Incomunicados, la primera noche en la Embajada no logramos dormir, al ruido incesante del cacerolazo, que desafió el toque de queda, se sumaron las bocinas de los carros que pasaban pitando como cuando gana la selección. La única ventana abierta era la del baño, por donde intenté llamar la atención del guardia del edificio de al frente para tener alguna información, pero la bulla hizo que no me escuche, la desesperación aumentaba. Permanecimos incomunicados día y medio, con la incertidumbre de no saber que pasaba fuera de las paredes de la Embajada, preocupados por los hijos, la familia y la situación del país.
A los dos días, en circunstancias parecidas, perseguidos por el gobierno y acorralados, cinco compañeros más ingresaron a la Embajada. A Soledad, Edwin, Carlos, Tania y Luis Fernando, los recibimos como se recibe a los camaradas de lucha y, desde ese momento, compañeros de exilio.
Desde la dictadura chilena, han pasado 37 años para que México conceda nuevamente asilo político, esta vez a siete ecuatorianos.
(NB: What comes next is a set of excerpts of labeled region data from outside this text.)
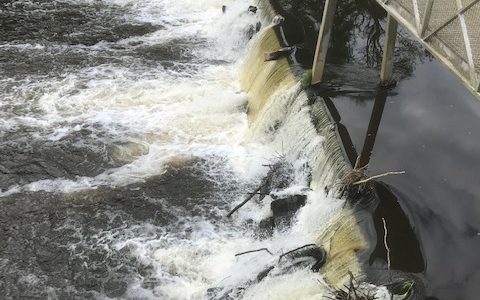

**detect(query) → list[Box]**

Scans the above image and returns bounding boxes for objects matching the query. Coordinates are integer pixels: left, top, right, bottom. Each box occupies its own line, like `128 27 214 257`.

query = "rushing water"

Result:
0 0 360 299
0 0 274 299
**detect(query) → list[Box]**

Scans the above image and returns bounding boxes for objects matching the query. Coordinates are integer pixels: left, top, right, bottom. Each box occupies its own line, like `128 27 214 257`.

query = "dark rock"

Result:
270 195 307 227
257 216 275 238
281 244 327 272
248 5 258 14
257 266 275 282
265 47 295 61
103 279 127 298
El espacio que nos adecuaron fue el Centro Cultural, bonito y suficiente. Pasaban los días y aumentaba el número de muertos y desaparecidos, las cárceles saturadas de manifestantes, un país en caos y lo peor, cuando el gobierno estaba a punto de caer, algunos dirigentes indígenas en complicidad con los medios de comunicación, las cámaras de comercio y el ex alcalde de Guayaquil, Jaime Nebot, le salvaron a Moreno del desplome.
Nuestra casa fue allanada el lunes 14 de octubre por orden de una jueza cuyo nombre no recuerdo. Entraron de forma aparatosa a las cinco y media de la mañana despertando a los vecinos, la fiscal encargada del allanamiento con 25 policías del GIR y el GOE. Todo lo hicieron frente a nuestros hijos y mi suegra, desbarataron la casa dizque buscando pruebas contundentes para demostrar que éramos terroristas y desestabilizadores. Entre otras cosas, se llevaron cuadros, libros y afiches que a ellos les parecieron subversivos, álbumes de fotos y nuestros documentos de identidad, con esto el gobierno nos dejaba indocumentados, incluyendo los pasaportes de mis hijos. Esa misma madrugada, Paola Pabón y Christian González fueron apresados y sus casas allanadas; Virgilio Hernández, que había sido involucrado en la misma causa, buscó un lugar seguro, aunque un mes después, por decisión propia, se presentó ante el juzgado, siendo apresado de manera inmediata.
En el espacio del Centro Cultural de la Embajada de México, readecuado para nosotros, con literas y una televisión, convivimos los siete compañeros asilados por el lapso de tres meses, saliendo a caminar las mañanas por un corredor largo que daba a un patio, leyendo novelas y artículos políticos, hablando con la militancia para que no decaiga, aprendiendo a hacer papalotes y catrinas, con ese calor humano y apoyo de nuestros hijos, familiares y amigos que los días de visita nunca faltaban.
Soy Luis Flores Ruales, y una “selfie” tomada en uno de los días del paro fue la causante de que aparezca involucrado con orden de prisión en el caso de “Rebelión”. Han pasado tres meses y seguimos en la Embajada. A Paulo y a Martín los vemos los días de visita.